記事種:ソ連機のシリアル規則解読


更新履歴 (内容に変化ないものは除く)

[2024/01/06] 第21工場:規則説明を分割しつつ主にI-16に関して更新。
[2024/01/05] シリアル規則のフォーマットを更新 (テーブル化)。
[2022/11/27] 全体的に単語を統一。
[2022/11/18] 第153工場のシリアル規則を更新、サブタイプについてを追加。
[2022/04/03] 第21工場:I-16 tip一覧を更新、文章も少し更新。
[2022/03/25] 第153工場:Yak-7B/Vのシリアルを追加、第31工場:概要を更新、その他全体的に読みやすいよう書き換え。
[2021/12/15] 第21工場の概要や説明文、シリアルサンプルの情報を少し追加、微妙に修正。
[2021/08/31] 第381工場を追加, その他書式を統一, サンプルを追加等
[2021/08/30] 第292工場更新:3桁バッチのサンプルと説明を追加, 第21工場更新:tip31がLaGG-3と確定

[2020/10/28] 第21工場を更新 (I-16のシリアルについて)
[2020/06/18] 第99工場を追加, 第31工場を追記 (Yak-17のサンプル等)
[2020/06/04] 第18・21工場の文章を一部追加・変更
[2020/04/12] 記事公開

1機に1つずつもらえるもの、それはシリアルナンバー (製造番号, 以下シリアルと略す)。どうやら工場ごと、機体ごとに色々とあるらしいので、思い出した頃に少しずつ調べているんですね。それを分かった範囲で書いていっているのがこのページになります。

 

つかいみち:

  • 書籍等に書かれているシリアルから生産工場やバッチを特定する (バッチからおおよその生産時期も分かるかもしれない)。
  • 模型でリアリティのあるシリアルを書き込む。
  • その他創作物などでシリアルを設定してリアリティを高める。 など

シリアルナンバーがソ連機とどうかかわりがあるのか?も書いたので、「シリアルとか言われても何も分からん」という方にはどうぞ。
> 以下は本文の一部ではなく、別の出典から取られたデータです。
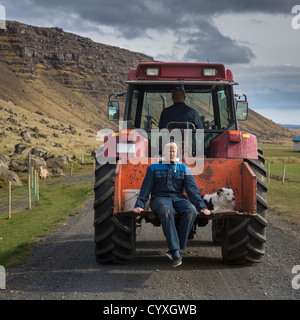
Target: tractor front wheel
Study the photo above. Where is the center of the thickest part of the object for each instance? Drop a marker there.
(243, 239)
(114, 236)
本記事は工場ごとにシリアル規則をまとめています。機体ごとに抜粋したページも作成していますので、目当ての機体などがある際にはこちらを参照ください。

機体ごとシリアル規則まとめ

では本題に入りましょう。

初っ端から驚きな話になるんですが、どうやらソ連機のシリアルは工場ごとに規則が違うらしいなんて面倒な。
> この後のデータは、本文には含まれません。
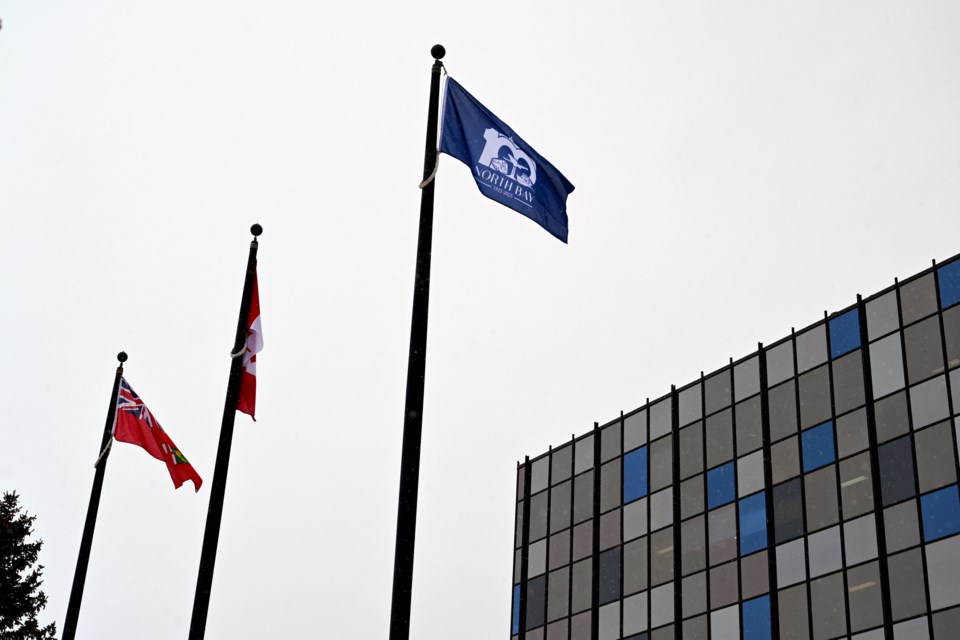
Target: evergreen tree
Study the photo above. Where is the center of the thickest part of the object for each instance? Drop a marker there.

まぁ他の国がどうなのか私は皆目として知らないので、実は同じようなものかもしれないのですけど。軽く調べたところ、他国は発注時に順に割り当ててるだけとかが多いようですね。

 

という訳で、工場ごとにルールやシリアルのサンプルを羅列していくので、「ふーん」って感じで見ていって下さい。
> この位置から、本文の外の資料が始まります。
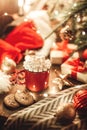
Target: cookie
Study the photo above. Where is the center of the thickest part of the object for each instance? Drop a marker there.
(10, 102)
(24, 98)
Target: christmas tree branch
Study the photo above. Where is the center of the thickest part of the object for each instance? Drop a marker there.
(78, 7)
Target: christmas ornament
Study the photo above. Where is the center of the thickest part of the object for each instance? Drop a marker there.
(5, 84)
(80, 100)
(66, 113)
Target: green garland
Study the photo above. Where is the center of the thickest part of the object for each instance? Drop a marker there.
(77, 8)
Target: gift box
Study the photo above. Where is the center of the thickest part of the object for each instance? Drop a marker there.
(40, 116)
(61, 52)
(75, 68)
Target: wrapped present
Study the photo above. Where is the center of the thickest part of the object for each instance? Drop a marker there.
(40, 116)
(75, 68)
(60, 53)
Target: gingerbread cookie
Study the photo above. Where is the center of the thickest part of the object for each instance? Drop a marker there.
(10, 102)
(24, 98)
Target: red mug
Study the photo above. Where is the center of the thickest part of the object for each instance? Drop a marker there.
(36, 81)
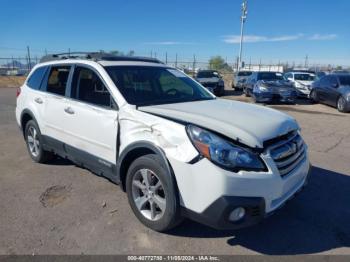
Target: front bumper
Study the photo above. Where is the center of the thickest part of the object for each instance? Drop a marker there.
(303, 92)
(272, 97)
(208, 194)
(216, 88)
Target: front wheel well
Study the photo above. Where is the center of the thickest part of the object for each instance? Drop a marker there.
(128, 159)
(24, 120)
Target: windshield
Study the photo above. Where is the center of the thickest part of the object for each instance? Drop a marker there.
(244, 73)
(145, 85)
(270, 76)
(207, 74)
(304, 77)
(344, 80)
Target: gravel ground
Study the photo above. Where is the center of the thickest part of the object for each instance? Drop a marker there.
(62, 209)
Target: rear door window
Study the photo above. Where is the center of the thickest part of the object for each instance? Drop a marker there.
(57, 81)
(36, 78)
(88, 87)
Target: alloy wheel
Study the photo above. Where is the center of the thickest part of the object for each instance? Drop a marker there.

途中に出てくる『バッチ』や『Series』については、『LaGG-3とSeriesのカンケイ』で説明しているので、興味があればそちらを参照。

[工場一覧]

◆第18工場 (ヴォロネジ/クイビシェフ)

第21工場 (ゴーリキー)

第31工場 (トビリシ)

第99工場 (ウラン・ウデ)

第153工場 (ノボシビルスク)

第166工場 (オムスク)

第292工場 (サラトフ)

第301工場 (ヒムキ)

第381工場 (ニジニー・タギル)

 

[準備中]

◇第39工場 (モスクワ)

◇第82工場

(長くなってきたのでリンク形式のもくじ作ろうかなぁと考えている)


★第18工場

【工場概要】

1930年1月10 日、ヴォロネジに設立された航空機生産工場。TB-3やDB-3といった機体を生産した後、1939年からはIl-2の生産を開始した。Il-2の主生産工場の一つであり、一時は日産10機を超えるほどであった。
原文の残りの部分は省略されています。